Are 372 replacement teachers hired during a strike by public-school educators entitled to secrecy due to fears they could be harassed or harmed if their names became known?
That’s the central issue in a public-records case before the Ohio Supreme Court.
The Strongsville school district has refused to release records identifying teachers hired last year to replace striking classroom instructors, saying it would violate their constitutional right to privacy. School officials worry the replacement teachers could be targets for retaliation as evidenced by some ugly incidents during the strike in which no one was harmed.

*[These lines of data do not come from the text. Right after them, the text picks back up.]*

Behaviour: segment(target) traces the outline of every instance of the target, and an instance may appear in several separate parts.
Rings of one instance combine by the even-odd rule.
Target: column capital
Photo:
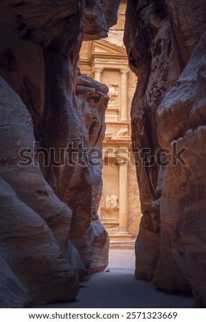
[[[127,74],[130,69],[129,67],[122,67],[120,69],[121,74]]]
[[[92,71],[94,73],[102,73],[103,71],[103,67],[99,67],[99,66],[94,66],[92,69]]]

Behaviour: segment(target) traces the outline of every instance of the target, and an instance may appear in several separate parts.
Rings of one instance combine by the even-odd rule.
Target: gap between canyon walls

The Eighth District Court of Appeals in Cuyahoga County later ruled that records identifying the replacement teachers were public and ordered them released. Strongsville school officials thenappealed that ruling to the Ohio Supreme Court.
In a joint friend-of-the-court filing this week, the Ohio Coalition for Open Government and the Ohio Employment Lawyers Association argued that the replacement teachers should not receive the same privacy protections afforded some police officers threatened by violent felons.

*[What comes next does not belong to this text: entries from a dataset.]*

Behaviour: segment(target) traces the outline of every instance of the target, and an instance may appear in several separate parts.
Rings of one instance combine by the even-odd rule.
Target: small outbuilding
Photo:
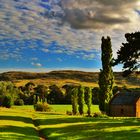
[[[110,116],[140,117],[140,92],[119,92],[110,101]]]

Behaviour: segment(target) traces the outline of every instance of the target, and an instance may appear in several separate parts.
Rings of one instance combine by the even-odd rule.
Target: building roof
[[[111,100],[112,105],[133,105],[140,98],[140,92],[119,92]]]

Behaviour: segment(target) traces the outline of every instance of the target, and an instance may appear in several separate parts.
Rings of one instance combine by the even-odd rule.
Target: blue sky
[[[139,24],[140,0],[1,0],[0,72],[99,71],[101,37],[116,57]]]

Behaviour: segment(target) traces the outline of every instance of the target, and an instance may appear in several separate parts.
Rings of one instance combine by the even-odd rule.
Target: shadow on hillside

Parents should have the right to learn who is teaching their children and explore their backgrounds and teaching credentials, the filing argues.
“Such a vast expansion of the ‘privacy’ exemption … would deal a crushing blow to Ohioans’ right to access information pertinent to issues of public importance …,” wrote lawyers Fred Gittes and David Marburger.
“The correct balance here is clear: The interest of parents in access to information affecting the safety and education of their children is compelling enough to overcome any interest of public school employees in concealing their identities from the public.”
(Disclosure: I am a trustee of the Ohio Coalition for Open Government.)